La première dissemblance que fait remarquer M. Guizot entre les deux grandes époques qui ont commencé, pour l’Angleterre en 1640, et pour la France en 1789, c’est chez l’une la prépondérance et chez l’autre l’absence de l’esprit religieux. À première vue, le XVIe et le XVIIIe siècle se ressemblent : ce sont également deux périodes de luttes et de controverses ; mais, au fond, un fait capital les divise. Au XVIe siècle, l’agitation est plus religieuse que politique ; au XVIIIe, elle est plus politique que religieuse ; aux yeux de M. Guizot, tout est là. « Ce fut, dit-il, la fortune de l’Angleterre au XVIIe siècle, que l’esprit de foi religieuse et l’esprit de liberté politique y régnaient ensemble. Toutes les grandes passions de la nature humaine se déployèrent ainsi sans qu’elle brisât tous ses freins, et les espérances comme les ambitions de l’éternité restèrent aux hommes quand ils crurent que leurs ambitions et leurs espérances de la terre étaient déçues. » Ce beau langage exprime une idée d’une vérité incontestable ; les premiers révolutionnaires anglais étaient des chrétiens, des puritains, des hommes d’une foi exaltée, et la plus grande arme de leur chef Cromwell était la prédication sur les matières les plus subtiles de la théologie ; les premiers révolutionnaires français furent au contraire des athées, élevés par les encyclopédistes dans le mépris et la dérision des choses saintes, et dont les passions, les préjugés, les intérêts, purent déborder sans rencontrer aucun frein. Ce n’étaient pas les saturnales du culte de la raison qui pouvaient beaucoup les contenir dans leurs emportemens.
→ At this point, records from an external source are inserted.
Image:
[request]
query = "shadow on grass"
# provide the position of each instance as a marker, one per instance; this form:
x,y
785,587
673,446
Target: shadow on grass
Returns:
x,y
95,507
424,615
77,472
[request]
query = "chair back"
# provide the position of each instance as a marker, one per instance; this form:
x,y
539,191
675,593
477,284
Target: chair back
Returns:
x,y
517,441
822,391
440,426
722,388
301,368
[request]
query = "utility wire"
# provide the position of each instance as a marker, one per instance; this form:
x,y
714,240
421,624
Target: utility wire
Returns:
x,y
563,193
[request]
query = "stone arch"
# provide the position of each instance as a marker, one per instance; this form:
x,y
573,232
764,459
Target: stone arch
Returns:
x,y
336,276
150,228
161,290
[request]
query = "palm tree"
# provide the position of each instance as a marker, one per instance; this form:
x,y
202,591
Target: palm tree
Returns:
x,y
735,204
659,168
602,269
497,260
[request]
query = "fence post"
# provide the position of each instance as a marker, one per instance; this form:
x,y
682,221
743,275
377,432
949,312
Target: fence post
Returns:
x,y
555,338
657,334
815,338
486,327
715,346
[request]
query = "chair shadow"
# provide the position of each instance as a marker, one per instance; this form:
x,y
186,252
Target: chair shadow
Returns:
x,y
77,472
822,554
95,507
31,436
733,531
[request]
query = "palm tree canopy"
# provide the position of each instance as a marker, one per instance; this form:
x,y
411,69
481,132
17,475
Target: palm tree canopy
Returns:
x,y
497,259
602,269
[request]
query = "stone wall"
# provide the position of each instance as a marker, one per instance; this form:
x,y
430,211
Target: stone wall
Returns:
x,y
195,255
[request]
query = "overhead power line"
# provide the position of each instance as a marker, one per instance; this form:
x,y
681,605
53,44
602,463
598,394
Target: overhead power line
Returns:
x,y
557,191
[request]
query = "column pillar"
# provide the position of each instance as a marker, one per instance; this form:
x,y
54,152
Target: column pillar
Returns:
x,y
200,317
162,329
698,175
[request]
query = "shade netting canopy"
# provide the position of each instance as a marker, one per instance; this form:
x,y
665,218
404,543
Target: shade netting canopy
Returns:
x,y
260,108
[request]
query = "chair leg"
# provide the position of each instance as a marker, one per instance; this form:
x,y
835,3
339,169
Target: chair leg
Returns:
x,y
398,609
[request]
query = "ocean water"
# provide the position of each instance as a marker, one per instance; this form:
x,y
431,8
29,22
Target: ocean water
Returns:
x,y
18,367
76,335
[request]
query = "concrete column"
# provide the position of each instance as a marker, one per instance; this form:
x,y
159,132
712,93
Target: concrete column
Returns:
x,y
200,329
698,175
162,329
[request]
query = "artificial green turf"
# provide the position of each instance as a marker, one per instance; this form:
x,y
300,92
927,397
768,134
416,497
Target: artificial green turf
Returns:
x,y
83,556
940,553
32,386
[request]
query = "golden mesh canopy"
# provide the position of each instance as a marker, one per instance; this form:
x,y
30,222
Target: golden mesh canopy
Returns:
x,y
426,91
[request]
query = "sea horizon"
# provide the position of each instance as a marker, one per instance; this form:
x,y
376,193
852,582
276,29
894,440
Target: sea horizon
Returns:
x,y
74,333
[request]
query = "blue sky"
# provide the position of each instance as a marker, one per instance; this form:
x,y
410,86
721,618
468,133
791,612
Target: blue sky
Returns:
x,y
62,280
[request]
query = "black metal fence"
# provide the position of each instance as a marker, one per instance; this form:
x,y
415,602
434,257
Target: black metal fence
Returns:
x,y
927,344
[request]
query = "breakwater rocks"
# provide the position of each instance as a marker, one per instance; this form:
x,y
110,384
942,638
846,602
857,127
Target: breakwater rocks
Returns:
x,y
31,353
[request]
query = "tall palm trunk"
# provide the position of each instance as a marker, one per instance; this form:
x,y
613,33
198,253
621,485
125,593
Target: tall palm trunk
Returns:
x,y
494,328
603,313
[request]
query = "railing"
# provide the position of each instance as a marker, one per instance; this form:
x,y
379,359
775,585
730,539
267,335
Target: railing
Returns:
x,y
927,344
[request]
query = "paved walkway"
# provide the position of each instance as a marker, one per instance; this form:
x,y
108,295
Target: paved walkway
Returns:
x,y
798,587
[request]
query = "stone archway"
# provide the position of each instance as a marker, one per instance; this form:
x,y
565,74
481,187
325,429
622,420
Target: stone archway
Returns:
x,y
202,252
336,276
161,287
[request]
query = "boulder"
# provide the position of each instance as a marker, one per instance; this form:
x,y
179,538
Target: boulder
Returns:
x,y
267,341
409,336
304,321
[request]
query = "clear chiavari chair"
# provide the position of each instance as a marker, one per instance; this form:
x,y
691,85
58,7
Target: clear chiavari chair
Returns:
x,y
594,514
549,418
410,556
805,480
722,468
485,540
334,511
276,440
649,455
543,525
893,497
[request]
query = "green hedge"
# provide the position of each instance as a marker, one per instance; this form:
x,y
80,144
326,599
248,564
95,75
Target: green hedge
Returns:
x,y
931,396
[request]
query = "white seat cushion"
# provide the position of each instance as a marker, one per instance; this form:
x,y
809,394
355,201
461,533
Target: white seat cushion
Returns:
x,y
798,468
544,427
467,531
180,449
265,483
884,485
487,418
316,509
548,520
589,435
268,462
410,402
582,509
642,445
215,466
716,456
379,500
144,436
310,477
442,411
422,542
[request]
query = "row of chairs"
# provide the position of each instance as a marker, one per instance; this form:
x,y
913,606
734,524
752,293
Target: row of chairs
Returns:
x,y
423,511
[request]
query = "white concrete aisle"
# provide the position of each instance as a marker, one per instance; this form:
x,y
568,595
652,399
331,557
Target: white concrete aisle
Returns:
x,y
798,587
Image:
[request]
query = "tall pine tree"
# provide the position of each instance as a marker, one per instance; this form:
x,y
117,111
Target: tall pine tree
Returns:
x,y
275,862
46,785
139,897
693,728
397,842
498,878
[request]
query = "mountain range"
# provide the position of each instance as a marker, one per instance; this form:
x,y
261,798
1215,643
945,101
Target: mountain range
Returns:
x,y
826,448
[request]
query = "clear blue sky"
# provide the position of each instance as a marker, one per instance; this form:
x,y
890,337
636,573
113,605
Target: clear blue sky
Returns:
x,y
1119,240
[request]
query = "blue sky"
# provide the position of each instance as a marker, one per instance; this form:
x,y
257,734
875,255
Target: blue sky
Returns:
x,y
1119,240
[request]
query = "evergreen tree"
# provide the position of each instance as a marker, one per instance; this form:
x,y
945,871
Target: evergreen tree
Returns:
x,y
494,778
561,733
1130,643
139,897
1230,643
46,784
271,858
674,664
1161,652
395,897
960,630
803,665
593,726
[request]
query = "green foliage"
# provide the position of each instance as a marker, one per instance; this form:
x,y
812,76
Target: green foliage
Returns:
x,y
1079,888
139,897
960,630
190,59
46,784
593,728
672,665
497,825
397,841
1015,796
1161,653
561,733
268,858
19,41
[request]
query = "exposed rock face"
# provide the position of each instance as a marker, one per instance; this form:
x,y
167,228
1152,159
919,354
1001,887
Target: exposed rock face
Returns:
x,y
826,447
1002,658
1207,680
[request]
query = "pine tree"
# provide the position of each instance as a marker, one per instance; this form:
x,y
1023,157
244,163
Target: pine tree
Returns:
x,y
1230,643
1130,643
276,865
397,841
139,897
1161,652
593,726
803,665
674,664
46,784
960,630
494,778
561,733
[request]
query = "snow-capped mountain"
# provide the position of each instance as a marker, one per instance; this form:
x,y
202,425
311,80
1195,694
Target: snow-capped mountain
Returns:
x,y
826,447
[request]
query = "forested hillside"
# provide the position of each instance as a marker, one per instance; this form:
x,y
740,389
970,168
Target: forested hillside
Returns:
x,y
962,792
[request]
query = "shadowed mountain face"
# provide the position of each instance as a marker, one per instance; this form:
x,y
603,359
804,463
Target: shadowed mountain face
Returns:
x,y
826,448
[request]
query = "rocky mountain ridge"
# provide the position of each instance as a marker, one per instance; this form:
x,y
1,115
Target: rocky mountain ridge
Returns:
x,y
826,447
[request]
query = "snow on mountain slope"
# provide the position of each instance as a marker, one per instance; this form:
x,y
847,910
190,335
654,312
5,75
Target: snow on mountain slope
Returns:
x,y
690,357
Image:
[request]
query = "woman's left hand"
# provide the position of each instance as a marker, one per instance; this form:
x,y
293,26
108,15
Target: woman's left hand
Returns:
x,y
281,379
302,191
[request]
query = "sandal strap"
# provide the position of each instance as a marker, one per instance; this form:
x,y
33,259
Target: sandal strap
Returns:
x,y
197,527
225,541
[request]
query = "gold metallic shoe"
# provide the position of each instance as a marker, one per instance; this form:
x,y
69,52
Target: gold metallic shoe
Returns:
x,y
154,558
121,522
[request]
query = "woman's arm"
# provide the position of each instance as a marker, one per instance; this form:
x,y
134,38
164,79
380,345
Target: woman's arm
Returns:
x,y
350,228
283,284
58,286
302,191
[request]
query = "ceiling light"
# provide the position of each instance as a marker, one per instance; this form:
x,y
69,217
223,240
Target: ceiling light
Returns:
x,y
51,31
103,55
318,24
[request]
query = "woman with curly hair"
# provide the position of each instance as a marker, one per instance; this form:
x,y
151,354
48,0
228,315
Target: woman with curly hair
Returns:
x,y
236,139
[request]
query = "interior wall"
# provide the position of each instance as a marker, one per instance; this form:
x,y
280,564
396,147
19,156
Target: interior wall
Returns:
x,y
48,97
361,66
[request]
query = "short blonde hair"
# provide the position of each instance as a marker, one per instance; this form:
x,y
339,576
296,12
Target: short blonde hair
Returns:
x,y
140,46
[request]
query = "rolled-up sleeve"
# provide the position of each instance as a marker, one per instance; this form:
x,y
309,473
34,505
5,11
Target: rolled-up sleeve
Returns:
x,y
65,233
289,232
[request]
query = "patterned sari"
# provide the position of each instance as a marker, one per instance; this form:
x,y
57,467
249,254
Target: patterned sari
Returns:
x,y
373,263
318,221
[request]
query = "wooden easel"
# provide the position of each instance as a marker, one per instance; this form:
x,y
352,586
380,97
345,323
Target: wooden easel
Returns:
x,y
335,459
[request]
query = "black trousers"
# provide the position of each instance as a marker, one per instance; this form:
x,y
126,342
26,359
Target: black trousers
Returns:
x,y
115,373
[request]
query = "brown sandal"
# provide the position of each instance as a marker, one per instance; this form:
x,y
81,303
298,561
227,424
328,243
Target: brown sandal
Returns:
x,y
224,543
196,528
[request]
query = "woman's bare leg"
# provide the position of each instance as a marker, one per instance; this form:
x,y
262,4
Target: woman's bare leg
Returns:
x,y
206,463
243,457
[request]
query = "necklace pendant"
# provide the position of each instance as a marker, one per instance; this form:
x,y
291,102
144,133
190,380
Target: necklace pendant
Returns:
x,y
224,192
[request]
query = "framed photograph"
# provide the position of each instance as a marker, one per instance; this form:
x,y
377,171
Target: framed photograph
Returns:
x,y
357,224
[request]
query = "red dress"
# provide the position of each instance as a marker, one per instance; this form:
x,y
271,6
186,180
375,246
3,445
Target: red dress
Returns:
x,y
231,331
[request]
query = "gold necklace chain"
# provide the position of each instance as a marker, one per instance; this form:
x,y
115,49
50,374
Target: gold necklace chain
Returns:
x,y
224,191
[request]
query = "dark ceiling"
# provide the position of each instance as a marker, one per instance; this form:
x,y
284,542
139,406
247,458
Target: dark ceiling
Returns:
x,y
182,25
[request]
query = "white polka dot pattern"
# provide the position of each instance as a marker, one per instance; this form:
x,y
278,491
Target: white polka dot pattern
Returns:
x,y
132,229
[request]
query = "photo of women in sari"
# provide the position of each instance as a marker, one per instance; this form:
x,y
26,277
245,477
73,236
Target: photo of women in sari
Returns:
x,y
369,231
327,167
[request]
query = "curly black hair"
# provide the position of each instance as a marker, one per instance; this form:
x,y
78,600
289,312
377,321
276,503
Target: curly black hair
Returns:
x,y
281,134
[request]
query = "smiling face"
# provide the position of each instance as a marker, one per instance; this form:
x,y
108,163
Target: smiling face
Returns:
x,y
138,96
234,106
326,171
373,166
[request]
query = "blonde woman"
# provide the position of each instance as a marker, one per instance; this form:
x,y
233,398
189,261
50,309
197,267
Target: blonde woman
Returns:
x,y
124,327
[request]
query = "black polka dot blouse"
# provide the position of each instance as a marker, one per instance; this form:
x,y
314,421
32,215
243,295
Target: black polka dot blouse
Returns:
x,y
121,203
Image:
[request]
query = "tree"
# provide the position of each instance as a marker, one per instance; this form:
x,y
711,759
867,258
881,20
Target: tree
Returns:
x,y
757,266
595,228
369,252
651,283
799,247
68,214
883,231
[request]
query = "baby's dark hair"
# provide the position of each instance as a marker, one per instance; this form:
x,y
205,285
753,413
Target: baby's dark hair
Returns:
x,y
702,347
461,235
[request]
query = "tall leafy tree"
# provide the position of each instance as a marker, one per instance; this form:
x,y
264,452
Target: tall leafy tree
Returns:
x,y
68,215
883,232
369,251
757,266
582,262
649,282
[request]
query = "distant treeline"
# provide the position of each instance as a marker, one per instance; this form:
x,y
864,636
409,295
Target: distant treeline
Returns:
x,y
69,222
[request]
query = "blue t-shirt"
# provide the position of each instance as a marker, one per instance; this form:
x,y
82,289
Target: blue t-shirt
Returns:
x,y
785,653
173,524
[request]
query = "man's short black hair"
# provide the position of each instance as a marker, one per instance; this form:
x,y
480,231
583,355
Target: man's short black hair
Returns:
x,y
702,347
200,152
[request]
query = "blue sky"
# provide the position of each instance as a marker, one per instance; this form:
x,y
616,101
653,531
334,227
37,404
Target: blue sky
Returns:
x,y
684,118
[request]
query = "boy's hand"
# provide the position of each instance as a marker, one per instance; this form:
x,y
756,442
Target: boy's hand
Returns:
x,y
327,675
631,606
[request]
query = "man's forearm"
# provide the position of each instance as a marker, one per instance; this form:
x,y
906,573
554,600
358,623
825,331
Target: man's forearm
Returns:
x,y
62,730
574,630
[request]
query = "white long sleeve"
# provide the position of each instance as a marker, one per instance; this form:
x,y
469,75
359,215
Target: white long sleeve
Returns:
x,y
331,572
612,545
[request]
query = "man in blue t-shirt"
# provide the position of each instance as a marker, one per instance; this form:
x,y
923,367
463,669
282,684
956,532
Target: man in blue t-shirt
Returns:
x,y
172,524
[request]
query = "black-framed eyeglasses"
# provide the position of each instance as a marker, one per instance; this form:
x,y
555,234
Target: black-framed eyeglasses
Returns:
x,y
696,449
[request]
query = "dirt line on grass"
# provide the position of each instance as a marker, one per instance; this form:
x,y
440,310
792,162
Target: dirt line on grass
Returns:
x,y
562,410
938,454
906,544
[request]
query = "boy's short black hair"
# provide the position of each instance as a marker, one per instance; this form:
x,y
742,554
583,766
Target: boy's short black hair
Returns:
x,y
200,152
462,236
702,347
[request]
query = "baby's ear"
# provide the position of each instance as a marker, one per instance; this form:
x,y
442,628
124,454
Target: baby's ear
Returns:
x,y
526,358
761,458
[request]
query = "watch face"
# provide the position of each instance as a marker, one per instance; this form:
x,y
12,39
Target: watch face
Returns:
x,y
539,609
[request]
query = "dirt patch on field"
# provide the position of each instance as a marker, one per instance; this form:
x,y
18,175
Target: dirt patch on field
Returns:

Sans doute, les puritains anglais étaient aussi de hardis réformateurs au point de vue religieux, et, tout en conservant les principes généraux de leur foi, ils bouleversaient les conditions du culte établi ; mais, au milieu même de leurs écarts les plus divergens, entre ces sectes si nombreuses et si violentes, il y avait quelque chose de commun, le respect de l’Évangile ; ils reconnaissaient, dit excellemment M. Guizot, une loi qu’ils n’avaient pas faite, et s’humiliaient tous devant elle malgré leur orgueil. C’est cette loi qu’ils n’avaient point faite qui a manqué aux réformateurs français. Tout était de main d’homme pour eux, il n’y avait nulle part une muraille divine qui leur commandât de s’arrêter. De là, dès l’origine, ce caractère immodéré qui a distingué notre révolution et qui la distingue encore. De là, au contraire, cette limite toujours posée devant la révolution anglaise. Au plus fort des luttes politiques, quand toutes les passions soulevées semblaient menacer de ruine les institutions, il suffisait que l’établissement religieux anglican parût en péril pour que tout le monde posât les armes. C’est surtout comme catholiques que les Stuarts ont été exclus, c’est surtout comme protestant que Guillaume III a été appelé, et après lui l’électeur de Hanovre ; la naissance étrangère de ces princes, leur caractère peu sympathique, le peu de goût qu’ils montraient pour la nation anglaise, tout disparaissait pour elle devant ce grand intérêt de la succession protestante.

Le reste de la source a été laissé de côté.